Research finds that users rather than manufacturers are the actual developers of many or most new products and services, and that they are a major locus of innovative activity in the economy. This finding opens up new questions and avenues for exploration and is of relevance to company-based innovation and societal progress. The central challenge for companies and other institutions is how to design of a user-centered innovation process and how to leverage a distributed innovation process that includes users as innovators.

Lead Users
Empirical studies show that many users—from 10 percent to nearly 40 percent—engage in developing or modifying products. Studies of innovating users (both individuals and firms) show them to have the characteristics of “lead users.” That is, they are ahead of the majority of users in their populations with respect to an important market trend, and they expect to gain relatively high benefits from a solution to the needs they have encountered there. The correlations found between innovation by users and lead user status are highly significant, and the effects are very large.

Since lead users are at the leading edge of the market with respect to important market trends, one can guess that many of the novel products they develop for their own use will appeal to other users too and so might provide the basis for products manufacturers would wish to commercialize. This turns out to be the case. A number of studies have shown that many of the innovations reported by lead users are judged to be commercially attractive and/or have actually been commercialized by manufacturers.

Manufacturers can learn to systematically search for lead users of their products – and learn to search for lead users in advanced analog markets as well - in order to find the basis for breakthrough new products that they can produce and supply to target market users. 3M corporation is one firm that has learned to identify lead user innovation systematically. Research has found that new 3M products based upon the insights and solutions of lead users have sales 8 times higher than those developed based upon insights derived from target market users.


User Toolkits for Innovation
Toolkits for user innovation and design are integrated sets of product-design, prototyping, and design-testing tools intended for use by end users. The goal of a toolkit is to enable non-specialist users to design producible custom products that exactly meet their needs. They often contain “user-friendly” features that guide users as they work. Toolkits are specific to a type of product or service and a specific production system. For example, a toolkit provided to customers interested in designing their own, custom digital semiconductor chips is tailored precisely for that purpose—it cannot be used to design other types of products.

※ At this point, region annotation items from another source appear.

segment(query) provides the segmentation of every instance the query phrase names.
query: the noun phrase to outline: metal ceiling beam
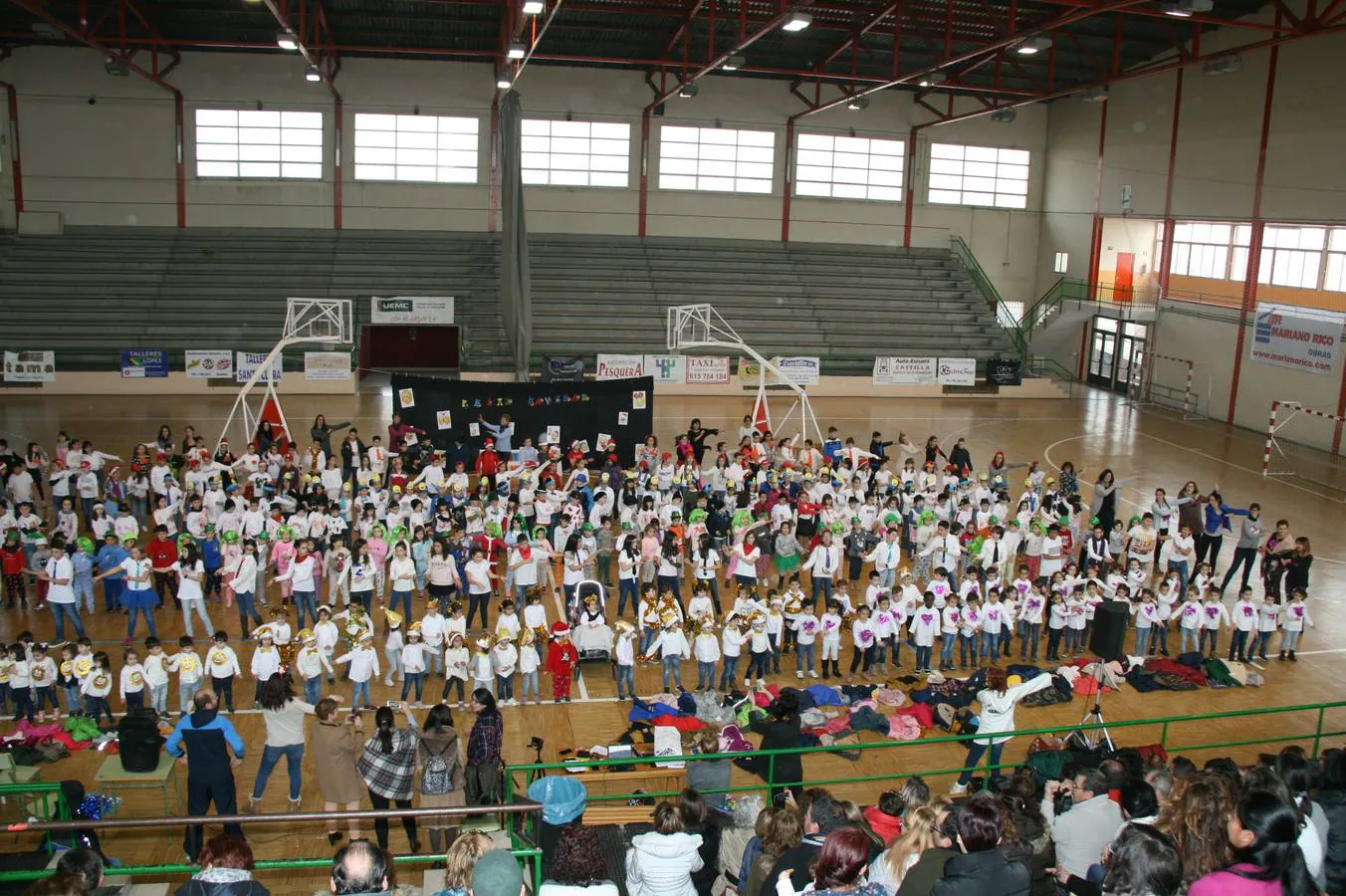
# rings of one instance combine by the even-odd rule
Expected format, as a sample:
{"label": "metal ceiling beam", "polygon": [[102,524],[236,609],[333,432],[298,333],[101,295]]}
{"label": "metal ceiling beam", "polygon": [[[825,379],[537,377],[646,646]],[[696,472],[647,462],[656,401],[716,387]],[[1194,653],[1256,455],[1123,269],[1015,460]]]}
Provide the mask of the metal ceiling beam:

A variety of manufacturers have found it profitable to shift the tasks of custom product design to their customers along with appropriate toolkits for innovation. Results to date in the custom semiconductor field show development time cut by 2/3 or more for products of equivalent complexity and development costs cut significantly as well via the use of toolkits. In 2000, more than $15 billion worth of custom integrated circuits were sold that had been designed with the aid of toolkits—often by circuit users—and produced in the “silicon foundries” of custom semiconductor manufacturers such as LSI (Thomke and von Hippel 2002). International Flavors and Fragrances (IFF), a global supplier of specialty flavors to the food industry, has built a toolkit that enables its customers to modify flavors for themselves, which IFF then manufactures. In the materials field, GE provides customers with Web-based tools for designing better plastic products. In software, a number of consumer product companies provide toolkits that allow people to add custom-designed modules to their standard products. For example, Westwood Studios provides its customers with toolkits that enable them to design important elements of their own video games (Jeppesen 2005).


User Innovation Communities
“Innovation communities” consist of individuals or firms interconnected by information transfer links which may involve face-to-face, electronic, or other means of communication. Innovation communities can have users and/or manufacturers as members and contributors. They can flourish when at least some innovate and voluntarily reveal their innovations, and when others find the information revealed to be of interest.

Innovation communities are often specialized, serving as collection points and repositories for information related to narrow categories of innovations. For example, there are user communities specializing in particular types of open source software such as Linux. Similarly, there are communities of sports afficionados interested in a specific sport like mountain biking, communities of Adult Fans of Lego and so on.

Companies can learn to relate to support and benefit from innovations developed by users of their products and services.


Source; Eric von Hippel, Democratizing Innovation (2005).